How unwanted emails can deepen our understanding of trial probabilities.

Very few people can say anything good about spam (other than spammers, that is). I am a passionate spam-hater, who goes to great lengths to avoid any exposure to the frequently offensive emails known as spam (named, of course, for a classic Monty Python comedy routine involving Vikings). With that introduction, let me tell you something good about spam. Understanding spam, and the ways we deal with spam, can help understand how to identify and manage problematic adverse events in large, untidy databases of spontaneously reported data. If that seems a stretch, let me explain.

Paul Bleicher

Spam is unsolicited commercial email (UCE), sent to thousands or millions of email addresses simultaneously, that typically advertises a commercial service or product or promotes a political viewpoint. It is a huge problem in the world of business, for many reasons. The sheer cost of scanning through and deleting spam messages is enormous, often estimated in the hundreds of thousands of dollars annually for a large company. In addition to productivity issues, spam can create significant security issues, allowing viruses, "malware," and other dangerous programs into a company. Finally, spam can create a hostile work environment for employees, creating a liability for companies.

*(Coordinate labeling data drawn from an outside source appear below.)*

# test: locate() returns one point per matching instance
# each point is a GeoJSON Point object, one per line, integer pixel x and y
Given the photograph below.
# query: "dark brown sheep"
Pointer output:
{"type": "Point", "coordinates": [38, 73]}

UCE is estimated to account for 40% to 80% of all email received in the United States. The reason why it is such a huge problem (compared with regular "junk" mail) is that it is free to send email. A commonsense solution for the problem would be to charge for the numbers of emails sent. Unfortunately, most spam is sent through relays and through the illegal hijacking of innocent computers; charging for these emails wouldn't affect the spammers or their pocketbooks.

Whether an email is spam or "not spam" is sometimes in the eye of the beholder, which certainly complicates company and/or group antispam strategies. Most everybody would think of advertisements for enlargement of body parts to be spam, while there might be a difference of opinion about whether an advertisement for a low-rate mortgage is spam to reasonable people. Most noxious spam emails cannot be traced to a legitimate Web site or company and will likely increase the number of emails if the recipient attempts to "unsubscribe."

Shortly after the first spam emails began arriving in the early 90's, programmers began developing "anti-spam" strategies, email filters, and programs. In a constant game of cat and mouse, each new strategy to identify and eliminate spam was met by more sophisticated methodologies of escaping spam detection. The earliest strategies used blacklists, initially personal ones, but later shared blacklists that could collect reports of spam and allow the blocking of emails from particular email addresses or domains. While these strategies do block some spam, spammers typically change their email address and even domain regularly, and/or use domains that can't be blocked because much legitimate mail originates within (e.g., hotmail.com or yahoo.com). Later methods involved the creation of a "fingerprint" of the spam that could be stored on a centralized server. These "distributed checksum clearinghouses" can compare all incoming emails to known spam and reject those that match. Unfortunately, the DCC strategy success is related to ongoing reporting of spam, and static spam content. Neither of these criteria are reliable in the real world situation.

As spammers became more sophisticated, spam-blocking programs developed scoring systems that could eliminate spam email based upon the words and formatting used in the messages. Unfortunately, the rules were available to the spam generators as well, and spam strategies arose to circumvent these algorithms. For example, screening for the word "Viagra" led spammers to begin using V1agra, V!@gra, and many other variations. If a rule looked for a predominance of certain words or phrases, spammers added "nonsense" phrases or text to dilute the actual content. Algorithms which incorporate many different rules are somewhat arbitrary in their weighting criteria, and are prone to errors in overreporting (false positives) and underreporting (false negatives) spam.

Spam filtering tools dramatically improved with the application of Bayesian statistics to the methodology. In fact, Bayesian filtering is behind most of the highly successful spam filtering tools available today. The power of Bayesian filtering is that it identifies and weeds out spam at its very core—the message itself —through a simple method that automatically learns and adapts as the spam message changes. The only way for a spam message to evade a Bayesian filter over time is to make the message content more and more like a normal message, with no unpleasant or sales content at all according to a seminal article on the use of Bayesian filtering for spam ("A Plan for Spam," Paul Graham, http://www.paulgraham.com/spam.html).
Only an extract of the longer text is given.